Aug. 14 (Bloomberg) -- Whitman Capital LLC’s Doug Whitman, testifying in his own defense at his insider trading trial, told jurors he didn’t trade in Polycom Inc. stock based on information from Roomy Khan, one of the government’s key witnesses.
Whitman, 54, who is charged with trading on illegal tips on Polycom, Google Inc. and Marvell Technology Group Ltd., disputed Khan’s testimony that he often “hounded” her to get inside information on Polycom earnings from her friend Sunil Bhalla, a senior vice president at the company. Under questioning from defense lawyer David Anderson, Whitman said Khan was the one who brought up Bhalla in a phone conversation in January 2006.
“She told me not to do anything until she talked to Sunil Bhalla,” Whitman testified yesterday in Manhattan federal court. “I really didn’t care. We had already started our investment decision.”
Whitman is the first defendant to testify at a trial in the government’s crackdown on insider trading at hedge funds.

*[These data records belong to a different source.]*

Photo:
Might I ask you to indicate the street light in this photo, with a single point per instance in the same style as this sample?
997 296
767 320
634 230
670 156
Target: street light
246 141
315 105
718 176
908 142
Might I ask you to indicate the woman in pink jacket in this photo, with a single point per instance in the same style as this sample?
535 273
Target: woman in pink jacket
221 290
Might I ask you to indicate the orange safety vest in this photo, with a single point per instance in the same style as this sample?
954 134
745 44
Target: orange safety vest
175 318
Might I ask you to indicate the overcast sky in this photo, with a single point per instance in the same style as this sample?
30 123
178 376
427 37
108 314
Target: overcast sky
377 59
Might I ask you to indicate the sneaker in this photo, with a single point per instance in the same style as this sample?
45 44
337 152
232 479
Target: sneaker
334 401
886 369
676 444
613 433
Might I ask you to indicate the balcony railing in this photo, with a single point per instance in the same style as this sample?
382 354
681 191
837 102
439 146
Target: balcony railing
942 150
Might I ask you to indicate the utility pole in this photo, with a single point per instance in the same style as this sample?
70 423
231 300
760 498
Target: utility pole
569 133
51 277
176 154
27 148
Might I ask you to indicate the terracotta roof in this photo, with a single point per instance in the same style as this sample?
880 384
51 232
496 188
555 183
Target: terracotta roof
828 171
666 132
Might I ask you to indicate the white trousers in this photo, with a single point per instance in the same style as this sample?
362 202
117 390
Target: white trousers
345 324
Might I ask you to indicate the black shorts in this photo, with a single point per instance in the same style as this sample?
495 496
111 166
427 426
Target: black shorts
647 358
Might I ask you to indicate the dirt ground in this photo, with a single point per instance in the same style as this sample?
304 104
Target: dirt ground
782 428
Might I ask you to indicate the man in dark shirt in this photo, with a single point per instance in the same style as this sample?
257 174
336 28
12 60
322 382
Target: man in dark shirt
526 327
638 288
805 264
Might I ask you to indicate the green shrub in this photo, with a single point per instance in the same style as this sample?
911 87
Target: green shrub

The decision to testify leaves Whitman open to cross-examination from prosecutors, which will begin as early as today.
Whitman testified about his company’s history of investing in Pleasanton, California-based Polycom, a maker of videoconferencing equipment, and his decision to buy the company’s shares. He told jurors his hedge fund, which he founded in 1994, invested in Polycom beginning with the company’s 1996 initial public offering.
The firm based its investment decisions on legitimate research, including talks with company management, Whitman said.
Polycom and Marvell were among the 20-to-30 technology stocks that formed Whitman Capital’s core holdings, Whitman said. At times the firm invested more than 15 percent of the $100 million it managed in Polycom stock, he told jurors. Marvell holdings ranged as high as 20 percent.
Whitman said he met Khan, a former Intel Corp. executive, in 2002 and talked to her by phone about once a week. He called her “very smart” and said she knew a lot about the industry.
“We probably talked most about her personal life, more than anything else,” Whitman testified. “And we also talked about stocks, industry things.”
Whitman said he didn’t know that Khan had pleaded guilty in 2001 to passing confidential earnings information from Intel to Galleon Group LLC co-founder Raj Rajaratnam. Khan, who pleaded guilty to a new set of insider trading charges in 2009, is cooperating with the government.
In addition to Khan, jurors have heard testimony from two other witnesses who pleaded guilty and are cooperating with the government: Karl Motey, a consultant hired by Whitman, and Wesley Wang, a consultant and former Whitman Capital intern. Prosecutors presented instant messages and telephone recordings they claim show Whitman traded on confidential company information.
If convicted, Whitman faces as long as five years in prison on each conspiracy charge and 20 years on each securities fraud charge.
The government rested its case yesterday after presenting almost two weeks of testimony. The trial began July 30.
The final prosecution witness, a Menlo Park, California-based florist, Jeffrey Adair, testified that in July 2009 Whitman sent a $125 bouquet to Khan. Prosecutors claim Whitman, whose firm was based in Menlo Park, sent the flowers to thank Khan for a tip on Google’s earnings that hadn’t been publicly announced.
A note accompanying the flowers read, “thank you from whitman capital,” according to an order from Adair’s records.
Whitman’s lawyers yesterday also asked U.S. District Judge Jed Rakoff to let them read to jurors Bhalla’s 2011 testimony in a civil suit that he never passed illegal Polycom information to Khan. Rakoff has yet to rule on the request.
The case is U.S. v. Whitman, 1:12-cr-00125, U.S. District Court, Southern District of New York (Manhattan).